Annabelle’s hospital stay did me in.
Not that I was doing fabulous before.
But Krista = stress eater, and when you are sitting with your child in the hospital, eating chocolate and drinking Dr. Pepper just plain helps, I gotta be honest.
Then I came home, determined to “right the wrong” I had done to my body.
What ensued was a rapid spiral downward into the land of eating-whatever-I-want.
So yes, I’ve gained about 3 to 4 pounds.
I KNOW it could have been worse.
I would love to tell you that writing this today, I’m on a much better trend. Yeah, but I’m not. I’m struggling… big time.
In fact, I had full plans to pretend like Skinny Friday never existed so I could struggle with this in the privacy of my own home.

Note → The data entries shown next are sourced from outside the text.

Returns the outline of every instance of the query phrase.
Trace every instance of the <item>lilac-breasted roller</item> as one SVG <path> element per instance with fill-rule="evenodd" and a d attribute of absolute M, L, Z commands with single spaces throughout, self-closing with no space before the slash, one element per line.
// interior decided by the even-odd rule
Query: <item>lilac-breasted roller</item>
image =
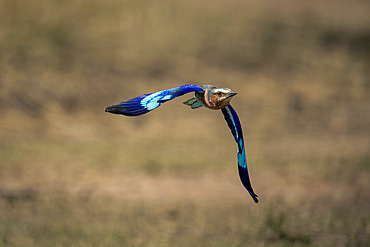
<path fill-rule="evenodd" d="M 184 101 L 185 105 L 190 106 L 192 109 L 204 106 L 212 110 L 222 111 L 227 125 L 229 126 L 238 145 L 237 159 L 240 180 L 252 196 L 253 200 L 257 203 L 257 195 L 252 189 L 248 175 L 242 126 L 238 115 L 230 105 L 230 100 L 237 94 L 236 92 L 229 88 L 218 88 L 212 85 L 206 85 L 203 87 L 197 85 L 183 85 L 159 92 L 143 94 L 128 101 L 108 106 L 105 108 L 105 111 L 125 116 L 139 116 L 154 110 L 171 99 L 190 92 L 195 92 L 195 96 Z"/>

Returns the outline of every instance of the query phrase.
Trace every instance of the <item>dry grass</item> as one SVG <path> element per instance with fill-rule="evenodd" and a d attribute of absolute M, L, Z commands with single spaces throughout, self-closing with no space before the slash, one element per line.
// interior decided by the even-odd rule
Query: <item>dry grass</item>
<path fill-rule="evenodd" d="M 0 1 L 0 246 L 368 246 L 365 1 Z M 220 112 L 233 99 L 255 205 Z"/>

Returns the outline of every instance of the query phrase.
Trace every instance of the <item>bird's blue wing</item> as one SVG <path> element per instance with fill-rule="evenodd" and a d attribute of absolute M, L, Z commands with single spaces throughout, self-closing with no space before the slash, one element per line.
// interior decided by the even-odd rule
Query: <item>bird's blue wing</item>
<path fill-rule="evenodd" d="M 195 91 L 204 90 L 197 85 L 183 85 L 159 92 L 144 94 L 128 101 L 114 104 L 105 108 L 105 111 L 114 114 L 122 114 L 125 116 L 139 116 L 154 110 L 164 102 Z"/>
<path fill-rule="evenodd" d="M 231 133 L 234 136 L 236 143 L 238 144 L 238 170 L 240 180 L 242 181 L 244 187 L 248 190 L 249 194 L 252 196 L 253 200 L 257 203 L 257 195 L 254 193 L 251 182 L 249 180 L 247 158 L 244 148 L 243 130 L 240 124 L 239 117 L 231 105 L 222 108 L 221 111 L 224 114 L 224 118 L 231 130 Z"/>

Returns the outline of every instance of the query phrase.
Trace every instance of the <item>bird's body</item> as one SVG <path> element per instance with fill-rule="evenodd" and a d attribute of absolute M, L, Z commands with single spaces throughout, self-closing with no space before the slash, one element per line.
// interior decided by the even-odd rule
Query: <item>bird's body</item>
<path fill-rule="evenodd" d="M 206 107 L 212 110 L 221 110 L 224 118 L 234 136 L 238 145 L 238 170 L 242 184 L 248 190 L 253 200 L 257 203 L 257 195 L 252 189 L 249 180 L 247 159 L 244 148 L 244 139 L 242 127 L 234 108 L 230 105 L 230 100 L 237 93 L 229 88 L 218 88 L 212 85 L 203 87 L 197 85 L 183 85 L 176 88 L 171 88 L 163 91 L 158 91 L 150 94 L 144 94 L 128 101 L 114 104 L 105 108 L 106 112 L 114 114 L 122 114 L 125 116 L 139 116 L 149 111 L 154 110 L 163 103 L 184 95 L 189 92 L 195 92 L 193 98 L 184 101 L 184 104 L 192 109 Z"/>

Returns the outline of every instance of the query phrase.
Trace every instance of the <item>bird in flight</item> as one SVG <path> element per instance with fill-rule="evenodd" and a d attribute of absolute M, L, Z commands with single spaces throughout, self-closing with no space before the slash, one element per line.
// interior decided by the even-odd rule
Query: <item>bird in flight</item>
<path fill-rule="evenodd" d="M 238 145 L 237 159 L 240 180 L 252 196 L 253 200 L 257 203 L 257 195 L 252 189 L 248 175 L 242 126 L 238 115 L 230 105 L 230 100 L 237 94 L 237 92 L 234 92 L 229 88 L 218 88 L 212 85 L 206 85 L 203 87 L 197 85 L 182 85 L 163 91 L 143 94 L 128 101 L 108 106 L 105 108 L 105 111 L 125 116 L 139 116 L 154 110 L 171 99 L 190 92 L 195 92 L 195 95 L 191 99 L 184 101 L 183 103 L 185 105 L 190 106 L 192 109 L 204 106 L 212 110 L 222 111 L 227 125 L 229 126 Z"/>

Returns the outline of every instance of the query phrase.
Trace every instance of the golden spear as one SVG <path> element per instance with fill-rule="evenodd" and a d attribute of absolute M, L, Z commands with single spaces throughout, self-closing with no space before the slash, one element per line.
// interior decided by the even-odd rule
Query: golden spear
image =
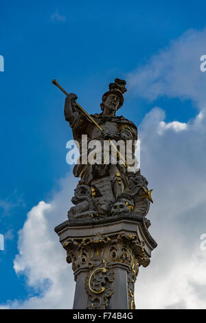
<path fill-rule="evenodd" d="M 66 96 L 69 96 L 69 93 L 58 84 L 58 82 L 57 82 L 56 80 L 52 80 L 52 83 L 54 84 L 54 85 L 56 85 L 60 90 L 62 90 L 62 92 L 64 92 L 65 94 L 66 94 Z M 92 121 L 92 122 L 100 130 L 100 131 L 103 131 L 103 129 L 102 128 L 100 127 L 100 126 L 99 126 L 99 124 L 93 119 L 93 118 L 89 115 L 89 114 L 87 113 L 87 111 L 85 111 L 85 110 L 76 102 L 76 101 L 74 101 L 74 103 L 82 110 L 82 111 L 84 112 L 84 114 L 86 114 L 86 115 L 87 115 L 87 117 Z M 125 160 L 125 159 L 124 158 L 124 157 L 122 155 L 122 154 L 120 153 L 120 151 L 118 150 L 118 148 L 116 147 L 116 146 L 115 145 L 115 144 L 113 142 L 112 140 L 111 139 L 108 139 L 108 141 L 109 142 L 111 142 L 111 144 L 112 144 L 112 146 L 114 147 L 114 148 L 116 150 L 118 155 L 119 156 L 119 157 L 121 158 L 121 159 L 122 160 L 123 163 L 124 163 L 124 165 L 125 167 L 128 167 L 128 168 L 130 168 L 130 166 L 128 165 L 126 161 Z"/>

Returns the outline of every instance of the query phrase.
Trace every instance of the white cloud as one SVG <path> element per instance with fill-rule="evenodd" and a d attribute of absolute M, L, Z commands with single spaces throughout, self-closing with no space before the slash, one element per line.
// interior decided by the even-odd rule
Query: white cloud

But then I called myself a big-honkin’ chicken and sat my rear-end down in my computer chair and made myself confess my gluttony sins to my whole readership. Confession — check.
What I need, I think, is a goal. I’m a goal person, I work well with something to look forward to.
Long term goal is that I want to look hot for my book launch in September. Okay, wiping my tears of laughter here… if you know ANYTHING about me, you know that the thought of me trying to look “hot” is, well, just hilarious. So let’s rephrase: I don’t want to look like a beached-whale at my book launch. Yes, yes, that is much better.
Short-term goal: I want to fit into a smaller size dress/outfit for Easter. I don’t care how smaller, just smaller.
So there you have it. My goals. Wish me luck!
Do you have some goals to share? Have you dropped off the skinny Friday bandwagon too? Have you kept up even while I took an Annabelle-eating-binge-hiatus?